I am extremely new with carving but I enjoy it a lot , I would like an idea of basic tools used for elementary carving , I basically wanna get together a starters kit so when it's raining out I can do alittle carving in the shop . I have saws all sizes but I believe that carvers use different bars and tip styles who knows maybe even different chains


----------



## danh8866 (Dec 29, 2013)

Baileys has everything you need to upgrade your saw to one with a carving bar. I suggest a 12 inch dime tip bar.
http://www.baileysonline.com/Chains...l-017-018-019T-MS-170-171-180-181-190-191.axd

this is the one I started with for my Sthil 170


----------



## treeclimber101 (Dec 29, 2013)

Thank you that's a good start .


----------



## danh8866 (Dec 29, 2013)

I use the 170 with that setup and a ms250 with a 16 inch micro picco .043 as my 2 main carving saws. Other tools I use are a die grinder with various bits, a grin.
der with flapper wheel, burning torch and a dremel


----------



## treeclimber101 (Dec 29, 2013)

That's what I am looking , I mean I am more or less just a dumb tree cutter , kinda empties my mind , but I am completely clueless with carving


----------



## treeclimber101 (Dec 31, 2013)

I made this from sassafras , it's awful right




it's a porridge spoon !


----------



## 2treeornot2tree (Jan 1, 2014)

treeclimber101 said:


> I made this from sassafras , it's awful right
> 
> 
> 
> it's a porridge spoon !


Be funny watching you try to use that spoon

Sent from my SCH-I605 using Tapatalk


----------



## SAWsquatch (Sep 8, 2015)

what kind of flap wheel do you use on angle grinders? have seen them used in many videos but can't tell which one.?


----------



## SAWsquatch (Sep 8, 2015)

Already have 40, 60 , and 120 that i use when welding would those work? on a 4 1/2 " dewalt angle grinder


----------



## twoclones (Sep 16, 2015)

You will want to make some eye-tools for burnishing eyes into critters. It takes a die grinder to spin the tool fast enough to burn the wood and make the eye black. This is faster that using marbles and burnished eyes never fall out. Burnishing burns the eyes in. When the burn isn't complete, use a sharpie for touch-up.

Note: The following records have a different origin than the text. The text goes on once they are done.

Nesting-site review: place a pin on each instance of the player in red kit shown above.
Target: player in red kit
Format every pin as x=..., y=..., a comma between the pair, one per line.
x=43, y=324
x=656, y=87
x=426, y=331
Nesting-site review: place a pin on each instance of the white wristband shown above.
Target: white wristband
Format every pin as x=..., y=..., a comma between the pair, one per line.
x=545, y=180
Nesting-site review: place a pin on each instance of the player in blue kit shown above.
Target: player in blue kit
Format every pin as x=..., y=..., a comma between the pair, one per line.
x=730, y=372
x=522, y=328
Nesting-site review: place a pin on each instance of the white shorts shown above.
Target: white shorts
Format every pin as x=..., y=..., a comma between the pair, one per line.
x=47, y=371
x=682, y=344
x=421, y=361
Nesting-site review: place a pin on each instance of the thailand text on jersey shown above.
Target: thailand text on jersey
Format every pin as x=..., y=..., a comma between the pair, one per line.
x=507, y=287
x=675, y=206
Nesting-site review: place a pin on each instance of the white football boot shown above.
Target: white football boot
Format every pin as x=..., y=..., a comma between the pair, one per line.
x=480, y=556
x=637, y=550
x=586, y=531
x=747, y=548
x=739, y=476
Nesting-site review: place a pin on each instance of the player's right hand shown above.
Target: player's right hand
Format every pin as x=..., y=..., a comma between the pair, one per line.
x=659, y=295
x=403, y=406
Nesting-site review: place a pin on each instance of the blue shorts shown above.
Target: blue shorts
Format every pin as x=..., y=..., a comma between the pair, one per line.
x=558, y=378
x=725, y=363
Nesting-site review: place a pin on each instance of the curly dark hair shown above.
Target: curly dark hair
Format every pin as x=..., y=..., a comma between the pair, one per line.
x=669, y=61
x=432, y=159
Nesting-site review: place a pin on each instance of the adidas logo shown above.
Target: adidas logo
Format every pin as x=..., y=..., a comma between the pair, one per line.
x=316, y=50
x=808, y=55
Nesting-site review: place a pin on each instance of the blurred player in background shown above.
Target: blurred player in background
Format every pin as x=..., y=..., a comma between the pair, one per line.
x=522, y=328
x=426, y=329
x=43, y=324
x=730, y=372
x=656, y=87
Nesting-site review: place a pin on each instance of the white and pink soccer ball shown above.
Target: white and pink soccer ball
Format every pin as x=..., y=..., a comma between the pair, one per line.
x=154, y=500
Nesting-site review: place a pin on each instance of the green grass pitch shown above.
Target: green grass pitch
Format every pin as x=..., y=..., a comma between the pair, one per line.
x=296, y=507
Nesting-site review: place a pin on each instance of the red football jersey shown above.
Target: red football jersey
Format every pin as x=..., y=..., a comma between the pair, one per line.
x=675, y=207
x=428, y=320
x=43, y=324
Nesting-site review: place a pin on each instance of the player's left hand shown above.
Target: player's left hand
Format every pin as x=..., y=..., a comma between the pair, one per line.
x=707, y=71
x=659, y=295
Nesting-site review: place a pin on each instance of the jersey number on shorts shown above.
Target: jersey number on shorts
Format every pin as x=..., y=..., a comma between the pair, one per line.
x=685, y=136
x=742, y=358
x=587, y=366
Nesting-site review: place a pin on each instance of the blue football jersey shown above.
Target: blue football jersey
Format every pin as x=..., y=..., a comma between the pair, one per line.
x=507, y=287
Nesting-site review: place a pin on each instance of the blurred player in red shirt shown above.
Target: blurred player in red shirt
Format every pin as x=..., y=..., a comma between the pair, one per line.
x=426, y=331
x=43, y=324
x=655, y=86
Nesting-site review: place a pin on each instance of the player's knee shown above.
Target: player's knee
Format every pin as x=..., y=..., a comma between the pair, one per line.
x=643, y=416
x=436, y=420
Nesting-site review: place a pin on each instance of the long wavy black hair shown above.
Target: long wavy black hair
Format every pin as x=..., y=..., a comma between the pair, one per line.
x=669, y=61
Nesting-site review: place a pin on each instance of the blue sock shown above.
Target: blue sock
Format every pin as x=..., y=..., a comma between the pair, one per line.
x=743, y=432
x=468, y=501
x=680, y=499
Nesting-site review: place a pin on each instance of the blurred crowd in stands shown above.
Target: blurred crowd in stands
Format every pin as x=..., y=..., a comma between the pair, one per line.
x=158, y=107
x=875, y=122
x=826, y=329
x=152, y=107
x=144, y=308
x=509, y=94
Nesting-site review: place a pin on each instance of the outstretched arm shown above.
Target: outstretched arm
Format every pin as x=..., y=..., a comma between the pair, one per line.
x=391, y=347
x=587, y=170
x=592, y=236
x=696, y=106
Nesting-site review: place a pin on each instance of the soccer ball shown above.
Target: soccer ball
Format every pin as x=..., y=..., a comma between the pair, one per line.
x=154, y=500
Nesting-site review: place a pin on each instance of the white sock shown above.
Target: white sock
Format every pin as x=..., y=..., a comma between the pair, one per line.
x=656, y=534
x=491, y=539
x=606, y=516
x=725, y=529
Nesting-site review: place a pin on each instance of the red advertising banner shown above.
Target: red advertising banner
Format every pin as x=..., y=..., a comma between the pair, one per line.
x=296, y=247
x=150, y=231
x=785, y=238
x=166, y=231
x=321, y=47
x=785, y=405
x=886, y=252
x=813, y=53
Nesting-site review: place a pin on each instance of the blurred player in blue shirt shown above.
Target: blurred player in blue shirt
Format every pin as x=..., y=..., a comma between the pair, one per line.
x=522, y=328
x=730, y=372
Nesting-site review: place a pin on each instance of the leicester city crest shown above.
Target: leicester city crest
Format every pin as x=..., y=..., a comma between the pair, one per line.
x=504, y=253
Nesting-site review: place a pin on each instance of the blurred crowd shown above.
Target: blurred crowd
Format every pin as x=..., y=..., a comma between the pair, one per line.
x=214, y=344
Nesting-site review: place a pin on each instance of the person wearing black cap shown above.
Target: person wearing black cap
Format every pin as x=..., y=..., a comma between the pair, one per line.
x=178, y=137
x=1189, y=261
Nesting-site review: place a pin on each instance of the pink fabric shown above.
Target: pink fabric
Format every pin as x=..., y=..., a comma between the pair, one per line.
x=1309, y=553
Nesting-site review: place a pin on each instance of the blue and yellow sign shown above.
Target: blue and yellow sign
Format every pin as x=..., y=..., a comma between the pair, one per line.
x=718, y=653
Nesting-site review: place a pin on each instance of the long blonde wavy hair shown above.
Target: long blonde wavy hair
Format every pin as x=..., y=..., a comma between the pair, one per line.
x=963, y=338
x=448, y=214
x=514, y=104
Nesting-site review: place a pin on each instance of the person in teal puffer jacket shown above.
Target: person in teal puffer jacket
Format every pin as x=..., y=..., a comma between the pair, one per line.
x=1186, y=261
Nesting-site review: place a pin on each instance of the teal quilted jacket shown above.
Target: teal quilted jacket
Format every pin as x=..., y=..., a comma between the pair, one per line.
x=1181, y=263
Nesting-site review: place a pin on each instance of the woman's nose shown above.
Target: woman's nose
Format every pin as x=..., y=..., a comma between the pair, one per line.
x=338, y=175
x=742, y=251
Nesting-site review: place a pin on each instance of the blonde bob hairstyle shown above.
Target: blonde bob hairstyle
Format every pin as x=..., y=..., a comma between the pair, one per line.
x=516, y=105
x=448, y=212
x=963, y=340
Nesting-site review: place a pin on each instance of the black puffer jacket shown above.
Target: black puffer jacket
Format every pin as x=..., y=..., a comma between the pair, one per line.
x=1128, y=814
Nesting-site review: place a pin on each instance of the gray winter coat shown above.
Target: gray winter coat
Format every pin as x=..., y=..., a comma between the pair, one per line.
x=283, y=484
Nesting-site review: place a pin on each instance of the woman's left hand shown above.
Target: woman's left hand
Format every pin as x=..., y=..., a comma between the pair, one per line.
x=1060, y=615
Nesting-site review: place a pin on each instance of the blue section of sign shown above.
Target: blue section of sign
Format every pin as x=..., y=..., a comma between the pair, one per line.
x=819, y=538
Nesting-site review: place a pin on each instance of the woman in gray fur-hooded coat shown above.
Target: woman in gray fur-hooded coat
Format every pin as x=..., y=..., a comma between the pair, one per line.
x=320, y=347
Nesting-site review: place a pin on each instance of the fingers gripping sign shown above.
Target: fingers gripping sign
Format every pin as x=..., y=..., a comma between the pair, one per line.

Description of how to make your own eye-tools,,, 
http://www.arboristsite.com/community/threads/hobby-carving-some-pictures.266990/#post-5094051


----------



## twoclones (Sep 16, 2015)

and a *pry bar*. When you are cutting out a big chunk and your saw cuts don't quite match up, fiddling around with the saw can result in over cuts  Prying the chuck out can save you from working to hide the over cut or being forced to change your design. 

What hasn't been mentioned is that when switching to a 12" dime tip bar, you will need 1/4 pitch chain and sprocket. That setup works great except for plunge cutting and you will eventually do a lot of plunge cutting. Problem is the heel of the chain tooth drags when going around the dime tip. The "fix" for this is to grind off the heel. Try a plunge cut, with a dime tip, before and after modifying the chain and you will feel a huge difference in how it cuts.


----------



## SAWsquatch (Sep 26, 2015)

I havent noticed a problem yet plunge/bore cutting, I actually thought it was working a lot better. Might be because I had a 16" on it before and a 12' dime tip now. thanks for tips on eyes they have been a problem so far me. Die grinder on the list.


----------



## SAWsquatch (Sep 26, 2015)

on ms170


----------



## fatgraderman (Oct 4, 2015)

SAWsquatch said:


> I havent noticed a problem yet plunge/bore cutting, I actually thought it was working a lot better. Might be because I had a 16" on it before and a 12' dime tip now. thanks for tips on eyes they have been a problem so far me. Die grinder on the list.


Maybe the chain you are using already has the backside trimmed. My Stihl Carving ones do. If you are using a 30cc saw, you might want to try a 043 picco 1/4 chain- that seems to work well on underpowered saws. 35cc and larger just stay 050.


----------



## SAWsquatch (Oct 6, 2015)

That is what I have on it and so far works great. Needed to sharpen and it called for 1/8 file which no one carried


----------



## fatgraderman (Oct 6, 2015)

SAWsquatch said:


> That is what I have on it and so far works great. Needed to sharpen and it called for 1/8 file which no one carried


I had them order me in a box. Didn't have them here either.


----------